Department of Emergency Medicine, Los Angeles Medical Center, Kaiser Permanente Southern California, Los Angeles, CA.
Kaiser Foundation Health Plan, Pasadena, CA.
Department of Emergency Medicine, Downey Medical Center, Kaiser Permanente Southern California, Downey, CA.
Department of Internal Medicine, Orange County Medical Centers, Kaiser Permanente Southern California, Anaheim, CA.
Department of Emergency Medicine and the Institute for Healthcare Policy and Innovation, University of Michigan, Ann Arbor, MI.



Pneumonia severity tools were primarily developed in cohorts of hospitalized patients, limiting their applicability to the emergency department (ED). We describe current community ED admission practices and examine the accuracy of the CURB-65 to predict 30-day mortality for patients, either discharged or admitted with community-acquired pneumonia (CAP).


A retrospective, observational study of adult CAP encounters in 14 community EDs within an integrated healthcare system. We calculated CURB-65 scores for all encounters and described the use of hospitalization, stratified by each score (0-5).
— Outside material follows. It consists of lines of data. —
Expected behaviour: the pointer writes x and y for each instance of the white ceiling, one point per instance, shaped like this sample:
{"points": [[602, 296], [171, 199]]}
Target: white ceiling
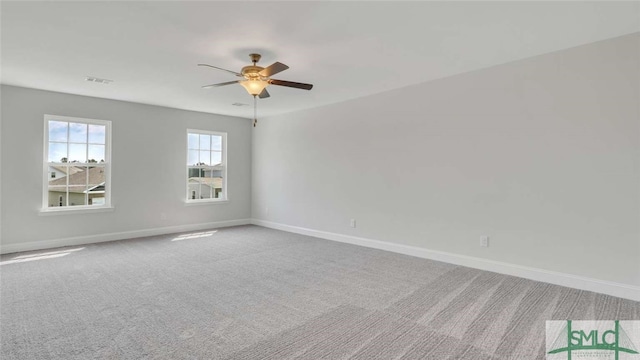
{"points": [[346, 49]]}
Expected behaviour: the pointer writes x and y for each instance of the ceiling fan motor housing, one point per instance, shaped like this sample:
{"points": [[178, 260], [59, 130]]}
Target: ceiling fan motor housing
{"points": [[251, 72]]}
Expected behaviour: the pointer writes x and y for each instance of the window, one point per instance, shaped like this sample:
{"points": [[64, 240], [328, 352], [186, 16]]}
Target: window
{"points": [[77, 163], [206, 166]]}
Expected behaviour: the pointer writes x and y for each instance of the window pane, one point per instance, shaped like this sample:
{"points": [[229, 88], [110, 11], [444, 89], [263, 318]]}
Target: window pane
{"points": [[194, 189], [193, 157], [77, 152], [97, 134], [96, 153], [216, 158], [58, 131], [205, 157], [210, 184], [57, 196], [193, 141], [96, 186], [77, 132], [77, 185], [205, 142], [57, 152], [216, 142]]}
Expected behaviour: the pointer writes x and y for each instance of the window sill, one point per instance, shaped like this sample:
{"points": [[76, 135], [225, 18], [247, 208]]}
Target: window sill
{"points": [[204, 202], [69, 211]]}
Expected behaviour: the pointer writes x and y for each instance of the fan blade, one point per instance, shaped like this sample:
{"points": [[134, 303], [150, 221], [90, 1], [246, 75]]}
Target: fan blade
{"points": [[291, 84], [215, 67], [274, 68], [221, 84]]}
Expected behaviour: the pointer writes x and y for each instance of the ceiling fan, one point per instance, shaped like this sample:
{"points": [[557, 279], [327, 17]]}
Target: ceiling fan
{"points": [[256, 78]]}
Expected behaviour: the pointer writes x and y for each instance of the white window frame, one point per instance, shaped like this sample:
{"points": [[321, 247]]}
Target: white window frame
{"points": [[225, 195], [107, 168]]}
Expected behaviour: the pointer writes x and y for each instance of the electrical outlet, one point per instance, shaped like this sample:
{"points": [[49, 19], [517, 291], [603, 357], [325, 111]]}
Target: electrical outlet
{"points": [[484, 241]]}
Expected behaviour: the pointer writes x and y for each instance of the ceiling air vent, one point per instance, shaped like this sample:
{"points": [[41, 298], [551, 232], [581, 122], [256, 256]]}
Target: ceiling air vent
{"points": [[98, 80]]}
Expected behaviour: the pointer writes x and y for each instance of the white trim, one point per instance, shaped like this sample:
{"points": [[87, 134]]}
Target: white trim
{"points": [[222, 165], [568, 280], [57, 210], [90, 239], [200, 202], [106, 164]]}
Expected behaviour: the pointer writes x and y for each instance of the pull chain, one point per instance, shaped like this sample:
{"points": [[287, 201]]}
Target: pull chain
{"points": [[255, 110]]}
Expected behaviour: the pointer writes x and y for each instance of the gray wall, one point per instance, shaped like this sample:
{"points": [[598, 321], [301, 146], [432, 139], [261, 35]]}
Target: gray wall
{"points": [[148, 171], [542, 155]]}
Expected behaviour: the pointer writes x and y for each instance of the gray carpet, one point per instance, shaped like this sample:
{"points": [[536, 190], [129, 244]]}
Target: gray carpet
{"points": [[254, 293]]}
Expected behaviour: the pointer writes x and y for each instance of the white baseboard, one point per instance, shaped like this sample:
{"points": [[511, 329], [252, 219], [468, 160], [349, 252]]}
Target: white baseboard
{"points": [[82, 240], [573, 281]]}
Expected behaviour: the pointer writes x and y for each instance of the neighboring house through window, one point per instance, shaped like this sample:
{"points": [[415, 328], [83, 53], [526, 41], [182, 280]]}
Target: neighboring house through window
{"points": [[77, 163], [206, 166]]}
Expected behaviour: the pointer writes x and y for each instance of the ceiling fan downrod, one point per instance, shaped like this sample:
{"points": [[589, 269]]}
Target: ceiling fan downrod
{"points": [[255, 110]]}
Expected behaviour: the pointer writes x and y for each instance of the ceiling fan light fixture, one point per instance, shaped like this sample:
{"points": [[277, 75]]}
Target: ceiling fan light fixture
{"points": [[254, 87]]}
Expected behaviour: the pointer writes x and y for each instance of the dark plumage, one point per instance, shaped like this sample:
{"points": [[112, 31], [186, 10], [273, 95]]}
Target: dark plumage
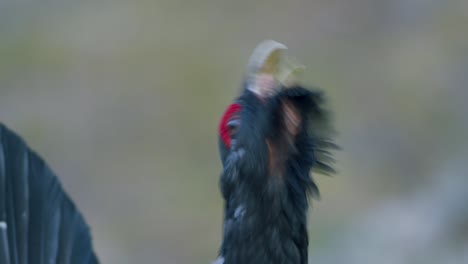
{"points": [[274, 142], [38, 221]]}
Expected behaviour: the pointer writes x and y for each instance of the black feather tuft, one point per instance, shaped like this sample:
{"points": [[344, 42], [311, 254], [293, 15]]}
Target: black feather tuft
{"points": [[38, 221]]}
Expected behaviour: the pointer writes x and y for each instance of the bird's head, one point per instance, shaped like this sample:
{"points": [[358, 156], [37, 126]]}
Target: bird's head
{"points": [[274, 119]]}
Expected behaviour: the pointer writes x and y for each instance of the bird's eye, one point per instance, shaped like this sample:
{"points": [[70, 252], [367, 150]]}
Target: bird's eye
{"points": [[233, 126]]}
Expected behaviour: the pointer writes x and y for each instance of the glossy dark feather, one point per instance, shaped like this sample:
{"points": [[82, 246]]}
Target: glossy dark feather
{"points": [[266, 207], [38, 221]]}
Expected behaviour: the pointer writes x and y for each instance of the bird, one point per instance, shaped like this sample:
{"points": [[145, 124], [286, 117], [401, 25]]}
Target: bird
{"points": [[270, 138], [39, 223]]}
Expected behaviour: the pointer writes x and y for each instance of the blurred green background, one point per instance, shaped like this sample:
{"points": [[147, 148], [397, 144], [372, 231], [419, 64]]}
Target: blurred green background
{"points": [[122, 98]]}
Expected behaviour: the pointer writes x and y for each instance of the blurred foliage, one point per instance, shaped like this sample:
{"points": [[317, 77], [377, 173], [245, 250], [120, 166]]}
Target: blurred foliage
{"points": [[123, 97]]}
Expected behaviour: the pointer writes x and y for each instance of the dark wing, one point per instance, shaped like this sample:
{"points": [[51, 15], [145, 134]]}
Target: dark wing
{"points": [[38, 221]]}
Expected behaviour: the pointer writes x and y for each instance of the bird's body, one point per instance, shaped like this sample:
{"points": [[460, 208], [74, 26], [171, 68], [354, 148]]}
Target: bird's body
{"points": [[38, 221], [268, 146]]}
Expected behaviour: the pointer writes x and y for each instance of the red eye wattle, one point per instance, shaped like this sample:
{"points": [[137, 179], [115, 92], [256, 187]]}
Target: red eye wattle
{"points": [[224, 129]]}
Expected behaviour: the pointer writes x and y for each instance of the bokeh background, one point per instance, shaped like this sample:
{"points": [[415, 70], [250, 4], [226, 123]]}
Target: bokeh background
{"points": [[122, 98]]}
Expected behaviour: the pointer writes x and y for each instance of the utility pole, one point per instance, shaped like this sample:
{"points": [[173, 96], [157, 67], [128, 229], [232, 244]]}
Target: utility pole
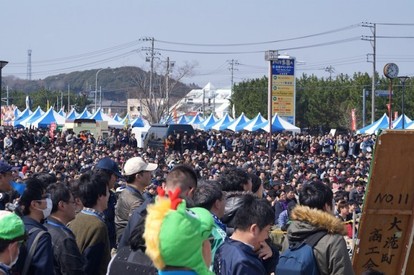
{"points": [[373, 40], [232, 64], [170, 64], [330, 70], [150, 59], [68, 98]]}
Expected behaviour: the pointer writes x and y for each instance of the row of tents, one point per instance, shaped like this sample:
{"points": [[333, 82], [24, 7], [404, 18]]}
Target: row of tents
{"points": [[41, 119], [241, 123], [384, 123]]}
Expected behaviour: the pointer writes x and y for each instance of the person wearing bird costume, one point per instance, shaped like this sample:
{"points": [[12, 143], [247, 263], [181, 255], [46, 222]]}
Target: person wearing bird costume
{"points": [[177, 237]]}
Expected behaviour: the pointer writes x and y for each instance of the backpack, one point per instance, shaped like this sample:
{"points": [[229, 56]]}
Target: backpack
{"points": [[23, 270], [299, 258]]}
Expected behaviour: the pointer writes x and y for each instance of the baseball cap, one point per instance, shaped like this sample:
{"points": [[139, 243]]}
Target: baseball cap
{"points": [[137, 164], [11, 226], [109, 165], [4, 167]]}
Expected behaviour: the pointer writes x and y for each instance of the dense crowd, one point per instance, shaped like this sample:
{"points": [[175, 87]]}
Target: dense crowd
{"points": [[237, 162]]}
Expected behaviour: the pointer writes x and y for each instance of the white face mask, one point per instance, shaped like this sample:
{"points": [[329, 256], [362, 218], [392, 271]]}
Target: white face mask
{"points": [[46, 212], [13, 262]]}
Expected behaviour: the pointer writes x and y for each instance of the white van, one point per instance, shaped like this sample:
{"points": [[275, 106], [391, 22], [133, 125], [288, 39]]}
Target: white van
{"points": [[140, 133]]}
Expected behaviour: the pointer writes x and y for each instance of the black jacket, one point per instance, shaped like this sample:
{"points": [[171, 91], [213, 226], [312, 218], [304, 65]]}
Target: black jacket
{"points": [[67, 257]]}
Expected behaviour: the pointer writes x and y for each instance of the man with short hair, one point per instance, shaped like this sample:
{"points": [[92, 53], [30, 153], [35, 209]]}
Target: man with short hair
{"points": [[110, 170], [209, 195], [89, 225], [6, 176], [12, 233], [238, 254], [67, 257], [137, 174], [310, 217], [181, 176]]}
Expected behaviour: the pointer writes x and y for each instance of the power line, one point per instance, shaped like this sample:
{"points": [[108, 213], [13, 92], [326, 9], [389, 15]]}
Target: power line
{"points": [[261, 43]]}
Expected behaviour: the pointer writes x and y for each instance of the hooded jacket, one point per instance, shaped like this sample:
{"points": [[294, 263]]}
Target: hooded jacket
{"points": [[330, 252]]}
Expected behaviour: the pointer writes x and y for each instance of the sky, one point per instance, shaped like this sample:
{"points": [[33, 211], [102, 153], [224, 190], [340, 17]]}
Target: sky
{"points": [[323, 36]]}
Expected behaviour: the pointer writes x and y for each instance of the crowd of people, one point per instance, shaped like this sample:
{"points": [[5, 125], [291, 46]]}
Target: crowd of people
{"points": [[71, 187]]}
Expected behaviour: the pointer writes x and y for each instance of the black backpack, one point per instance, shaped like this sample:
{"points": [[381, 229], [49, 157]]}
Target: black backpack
{"points": [[299, 259]]}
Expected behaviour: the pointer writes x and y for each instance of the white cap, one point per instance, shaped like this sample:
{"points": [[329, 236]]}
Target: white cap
{"points": [[137, 164]]}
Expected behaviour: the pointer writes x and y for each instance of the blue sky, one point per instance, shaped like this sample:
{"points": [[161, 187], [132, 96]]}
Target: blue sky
{"points": [[77, 35]]}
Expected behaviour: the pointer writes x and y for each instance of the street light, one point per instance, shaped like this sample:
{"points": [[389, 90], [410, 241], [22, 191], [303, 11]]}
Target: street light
{"points": [[2, 64], [270, 56], [96, 85], [403, 79]]}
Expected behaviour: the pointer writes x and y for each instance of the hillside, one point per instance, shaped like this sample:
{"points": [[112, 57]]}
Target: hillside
{"points": [[132, 80]]}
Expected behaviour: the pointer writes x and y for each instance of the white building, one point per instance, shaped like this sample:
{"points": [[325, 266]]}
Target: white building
{"points": [[205, 101]]}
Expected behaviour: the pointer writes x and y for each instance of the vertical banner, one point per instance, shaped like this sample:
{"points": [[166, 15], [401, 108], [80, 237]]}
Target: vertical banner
{"points": [[283, 88], [353, 120]]}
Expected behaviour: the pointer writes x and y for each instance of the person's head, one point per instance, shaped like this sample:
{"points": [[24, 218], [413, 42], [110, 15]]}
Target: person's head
{"points": [[257, 185], [209, 195], [45, 178], [64, 205], [93, 190], [138, 171], [108, 166], [253, 220], [12, 233], [235, 179], [317, 195], [6, 176], [176, 237], [183, 177], [35, 202], [343, 208]]}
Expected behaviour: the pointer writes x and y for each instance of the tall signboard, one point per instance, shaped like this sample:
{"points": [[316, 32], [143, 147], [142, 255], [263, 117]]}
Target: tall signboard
{"points": [[284, 88], [386, 229]]}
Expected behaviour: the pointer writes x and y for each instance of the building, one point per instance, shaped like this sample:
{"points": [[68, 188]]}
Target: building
{"points": [[205, 101]]}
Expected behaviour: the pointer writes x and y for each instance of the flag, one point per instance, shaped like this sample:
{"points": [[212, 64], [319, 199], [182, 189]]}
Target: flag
{"points": [[353, 120]]}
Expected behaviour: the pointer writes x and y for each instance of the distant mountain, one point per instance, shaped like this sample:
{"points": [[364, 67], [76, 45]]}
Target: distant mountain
{"points": [[132, 80]]}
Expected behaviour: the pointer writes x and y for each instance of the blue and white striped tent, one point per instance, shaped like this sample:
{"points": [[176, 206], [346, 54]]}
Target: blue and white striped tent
{"points": [[182, 120], [237, 124], [208, 123], [196, 120], [72, 114], [279, 125], [45, 120], [253, 125], [138, 122], [382, 123], [222, 123], [397, 124], [116, 117], [84, 114], [30, 119]]}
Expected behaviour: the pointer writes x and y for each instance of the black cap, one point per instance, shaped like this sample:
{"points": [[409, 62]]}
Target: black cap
{"points": [[109, 165]]}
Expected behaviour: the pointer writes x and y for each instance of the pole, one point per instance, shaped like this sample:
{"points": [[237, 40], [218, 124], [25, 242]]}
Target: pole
{"points": [[96, 86], [363, 107], [373, 75], [269, 112], [2, 64], [390, 106], [68, 98], [167, 92], [152, 70], [403, 79]]}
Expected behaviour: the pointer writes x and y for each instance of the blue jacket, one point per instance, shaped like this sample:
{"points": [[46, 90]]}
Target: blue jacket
{"points": [[42, 261], [234, 257]]}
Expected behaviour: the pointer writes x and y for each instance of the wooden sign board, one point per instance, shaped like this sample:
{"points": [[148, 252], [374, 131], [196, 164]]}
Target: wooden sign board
{"points": [[386, 228]]}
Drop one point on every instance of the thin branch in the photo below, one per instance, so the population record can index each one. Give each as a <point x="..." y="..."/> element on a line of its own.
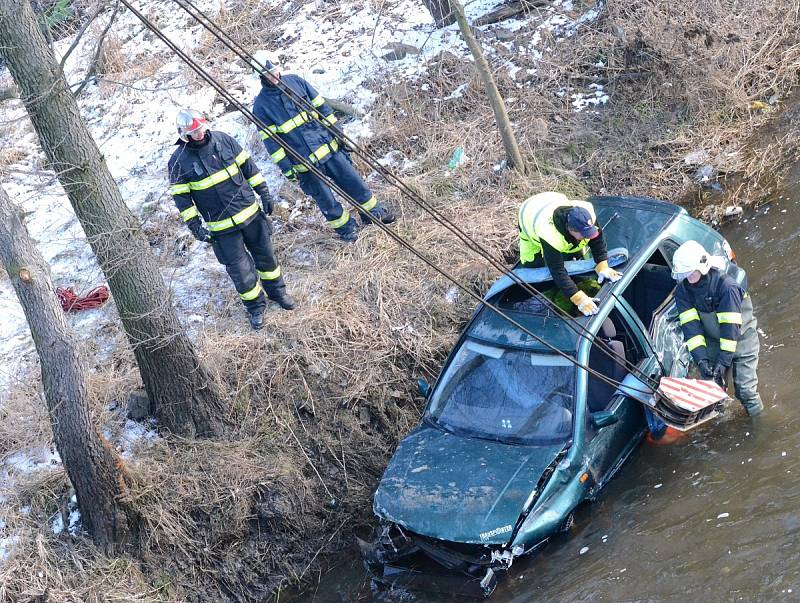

We then used each score as a cutoff to calculate sensitivity, specificity, positive predictive value, negative predictive value (NPV), positive likelihood ratios, and negative likelihood ratios for predicting 30-day mortality.


The sample included 21,183 ED encounters for CAP (7,952 discharged and 13,231 admitted). The C-statistic describing the accuracy of CURB-65 for predicting 30-day mortality in the full sample was 0.761 (95% confidence interval [CI], 0.747-0.774). The C-statistic was 0.864 (95% CI, 0.821-0.906) among patients discharged from the ED compared with 0.689 (95% CI, 0.672-0.705) among patients who were admitted. Among all ED encounters a CURB-65 threshold of ≥1 was 92.8% sensitive and 38.0% specific for predicting mortality, with a 99.9% NPV. Among all encounters, 62.5% were admitted, including 36.2% of those at lowest risk (CURB-65 = 0).


CURB-65 had very good accuracy for predicting 30-day mortality among patients discharged from the ED. This severity tool may help ED providers risk stratify patients to assist with disposition decisions and identify unwarranted variation in patient care.